There is no doubt that our current government has been busy since November 4th and, as an immigration lawyer, the change in rhetoric (and action!) has been like a zephyr warming up the winter blues. I still have clients mention to me that they saw the Prime Minister at the airport greetings refugees. (In photos, not live. He did not grace the Winnipeg airport with his presence.) Well done, PMJT! And now Minister John McCallum announced that they will be looking to change the loan repayment rules for refugees so that they are fair. Another move in the right direction.

Immigration reform

Courtesy of Pexels.com

The above actions should not be trivialized and there are certainly positive changes to come. At some point, however, Minister McCallum and the government need to turn its collective mind to legislative immigration reform.
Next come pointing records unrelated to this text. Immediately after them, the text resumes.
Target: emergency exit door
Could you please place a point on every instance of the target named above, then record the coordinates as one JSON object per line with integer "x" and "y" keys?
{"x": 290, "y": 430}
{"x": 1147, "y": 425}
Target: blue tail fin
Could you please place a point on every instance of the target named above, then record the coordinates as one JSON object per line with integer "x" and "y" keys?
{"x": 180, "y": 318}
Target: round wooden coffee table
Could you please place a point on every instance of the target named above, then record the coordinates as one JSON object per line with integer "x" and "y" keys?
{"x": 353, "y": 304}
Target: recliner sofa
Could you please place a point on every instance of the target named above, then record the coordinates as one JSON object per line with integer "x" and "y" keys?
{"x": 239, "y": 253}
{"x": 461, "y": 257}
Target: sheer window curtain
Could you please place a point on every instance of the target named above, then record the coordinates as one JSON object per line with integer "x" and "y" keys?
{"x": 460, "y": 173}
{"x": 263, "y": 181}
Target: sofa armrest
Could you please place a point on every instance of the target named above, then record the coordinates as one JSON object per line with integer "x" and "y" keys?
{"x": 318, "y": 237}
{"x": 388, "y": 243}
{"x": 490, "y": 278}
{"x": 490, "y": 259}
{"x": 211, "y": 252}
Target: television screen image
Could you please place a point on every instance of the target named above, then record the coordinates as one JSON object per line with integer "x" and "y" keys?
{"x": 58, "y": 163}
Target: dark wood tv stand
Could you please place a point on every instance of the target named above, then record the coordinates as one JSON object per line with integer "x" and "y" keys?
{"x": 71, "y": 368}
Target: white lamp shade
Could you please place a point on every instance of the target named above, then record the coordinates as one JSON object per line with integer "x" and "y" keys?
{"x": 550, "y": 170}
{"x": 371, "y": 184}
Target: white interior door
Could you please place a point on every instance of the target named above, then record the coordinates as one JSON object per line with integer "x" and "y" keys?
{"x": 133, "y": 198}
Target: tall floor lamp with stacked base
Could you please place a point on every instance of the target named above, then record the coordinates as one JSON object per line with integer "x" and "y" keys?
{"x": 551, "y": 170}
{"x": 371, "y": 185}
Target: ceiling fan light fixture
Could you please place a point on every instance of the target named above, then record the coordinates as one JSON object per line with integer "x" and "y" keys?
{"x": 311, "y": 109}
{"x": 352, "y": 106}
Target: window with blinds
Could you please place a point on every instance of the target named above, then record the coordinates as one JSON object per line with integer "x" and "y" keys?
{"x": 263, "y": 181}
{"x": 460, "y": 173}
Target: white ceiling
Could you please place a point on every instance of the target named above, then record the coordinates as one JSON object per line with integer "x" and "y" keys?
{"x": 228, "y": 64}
There are many sections of the Immigration and Refugee Protection Act (IRPA), its Regulations and the Citizenship Act that simply need to be amended or repealed. Here is a list of low-hanging fruit:

  • Amend or repeal the changes to the Citizenship Act (Bill C-24) which created “second-class” citizens and, in my view, is antithetical to what it means to be Canadian. Mitch Goldberg rightly pointed out that the provisions put every Canadian Jew at risk.
  • Reversing the change in age of a “dependent child” in section 2 of IRPA. Previously, the definition took into account the reality that students in full-time studies over the age of 19 remain dependent upon their parents.
  • Amend or repeal the Faster Removal of Foreign Criminals Act which has, in too many cases, transferred the burden of assessing whether a Permanent Resident should be allowed to stay in Canada (often with his/her family) from a tribunal that could hear testimony and properly assess the circumstances to a CBSA Officer who mostly concerned with enforcement.
  • Amend or repeal the 1 year ban on filing Humanitarian & Compassionate (H&C) applications for failed refugee claimants. It has become very clear that there are significant cases where individuals may fail to meet the oft-high bar of satisfying a Member they are refugees (per sections 96 or 97 of IRPA) but, at the same time, there is significant hardship to merit a successful H&C application.
  • Make the Open Spousal Work Permit permanent. After its first year, it was clearly a huge success. Many couples in Canada from benefited from the program and, in a small way, the Canadian economy has benefited. Instead of extending the “pilot program” into a second year, just make it permanent.

The list is short, with broad public support, so it seems fitting to call it “low hanging fruit”. I believe Minister McCallum was on the Standing Committee that considered Bill C-24 so he is well-acquainted with the issues on that point. In addition, the above changes would mean significant immigration reform that would have a positive impact on many individuals, including Canadian citizens (who are often unaware of immigration law), Permanent Residents of Canada and other people. Minister McCallum can pick this fruit, win some advocates and muster up momentum to tackle some of the more thorny issues (off the top of my head: LMIA, EE, s.34(1)(f), DCOs, s.117(9)(d), etc.). I will leave my comments on these for future posts.